Full-armed, the onward ranks of Argos come!

The dust whirls up, and from their panting steeds

White foamy flakes like snow bedew the plain.

Thou therefore, chieftain! like a steersman skilled,

Enshield the city's bulwarks, ere the blast

Of war comes darting on them! hark, the roar

Of the great landstorm with its waves of men

Take Fortune by the forelock! for the rest,

By yonder dawn-light will I scan the field

Clear and aright, and surety of my word

Shall keep thee scatheless of the coming storm.

ETEOCLES

O Zeus and Earth and city-guarding gods,

And thou, my father's Curse, of baneful might,

Spare ye at least this town, nor root it up,

By violence of the foemen, stock and stem!

For here, from home and hearth, rings Hellas' tongue.

Forbid that e'er the yoke of slavery

Should bow this land of freedom, Cadmus' hold!

Be ye her help! your cause I plead with mine-

A city saved doth honour to her gods!

ETEOCLES, his attendants and most of the crowd go out.
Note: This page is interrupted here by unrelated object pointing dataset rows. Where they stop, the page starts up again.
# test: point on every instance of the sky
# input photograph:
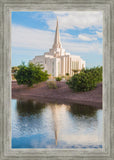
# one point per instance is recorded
(80, 33)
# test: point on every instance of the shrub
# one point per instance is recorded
(58, 78)
(86, 80)
(51, 85)
(30, 74)
(67, 74)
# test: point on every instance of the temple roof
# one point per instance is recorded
(57, 43)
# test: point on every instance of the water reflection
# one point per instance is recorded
(38, 125)
(29, 107)
(83, 110)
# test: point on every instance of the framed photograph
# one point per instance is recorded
(57, 80)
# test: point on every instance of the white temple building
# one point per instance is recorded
(57, 61)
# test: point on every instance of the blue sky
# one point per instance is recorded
(80, 32)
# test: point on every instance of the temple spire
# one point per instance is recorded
(57, 43)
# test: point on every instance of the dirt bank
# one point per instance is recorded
(63, 94)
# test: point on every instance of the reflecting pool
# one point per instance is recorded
(38, 125)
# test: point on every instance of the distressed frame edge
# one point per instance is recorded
(4, 99)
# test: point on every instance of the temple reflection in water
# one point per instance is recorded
(55, 125)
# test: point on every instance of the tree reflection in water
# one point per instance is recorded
(83, 110)
(54, 125)
(29, 107)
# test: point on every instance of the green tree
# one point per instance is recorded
(86, 80)
(30, 74)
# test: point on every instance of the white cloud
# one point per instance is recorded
(80, 19)
(29, 38)
(87, 37)
(84, 48)
(99, 34)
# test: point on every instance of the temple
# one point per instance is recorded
(57, 61)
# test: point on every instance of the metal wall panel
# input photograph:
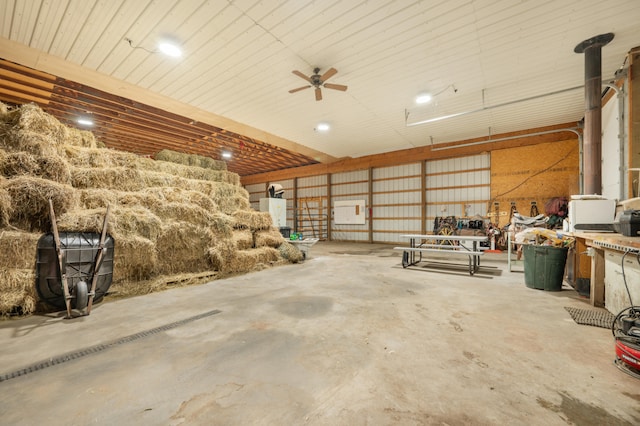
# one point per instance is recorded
(396, 202)
(350, 186)
(457, 187)
(256, 191)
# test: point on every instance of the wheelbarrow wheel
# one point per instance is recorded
(81, 294)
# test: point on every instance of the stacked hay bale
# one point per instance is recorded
(179, 219)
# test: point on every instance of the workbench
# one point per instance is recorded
(449, 245)
(607, 260)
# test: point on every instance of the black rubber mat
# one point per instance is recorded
(596, 318)
(101, 347)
The CHORUS OF THEBAN WOMEN enters. They appear terror-stricken.

CHORUS singing

I wail in the stress of my terror, and shrill is my cry of despair.
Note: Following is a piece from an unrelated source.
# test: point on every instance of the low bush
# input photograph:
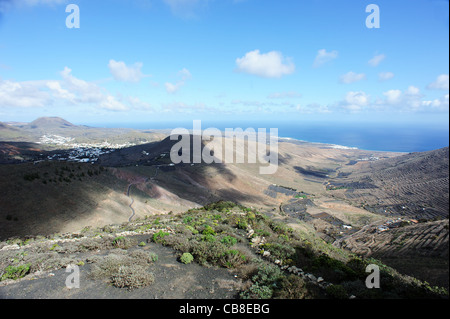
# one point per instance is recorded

The foemen roll forth from their camp as a billow, and onward they bear!

Their horsemen are swift in the forefront, the dust rises up to the sky,

A signal, though speechless, of doom, a herald more clear than a cry!

Hoof-trampled, the land of my love bears onward the din to mine ears.

As a torrent descending a mountain, it thunders and echoes and nears!

The doom is unloosened and cometh! O kings and O queens of high

Heaven,

Prevail that it fall not upon us! the sign for their onset is given-

They stream to the walls from without, white-shielded and keen for the fray.

The rush of their feet? to what shrine shall I bow me in terror and pray?

They rush to pray to the gods.

O gods high-throned in bliss, we must crouch at the shrines in your home!

Not here must we tarry and wail: shield clashes on shield as they come

And now, even now is the hour for the robes and the chaplets of prayer!

Mine eyes feel the flash of the sword, the clang is instinct with the spear!

Is thy hand set against us, O Ares, in ruin and wrath to o'erwhelm

Thine own immemorial land, O god of the golden helm?

Look down upon us, we beseech thee, on the land that thou lovest of old.

strophe 1

And ye, O protecting gods, in pity your people behold!

Yea, save us, the maidenly troop, from the doom and despair of the slave,

For the crests of the foemen come onward, their rush is the rush of a wave

Rolled on by the War-god's breath! almighty one, hear us and save

From the grasp of the Argives' might! to the ramparts of Cadmus they crowd,

And, clenched in the teeth of the steeds, the bits clink horror aloud

And seven high chieftains of war, with spear and with panoply bold,

Are set, by the law of the lot, to storm the seven gates of our hold!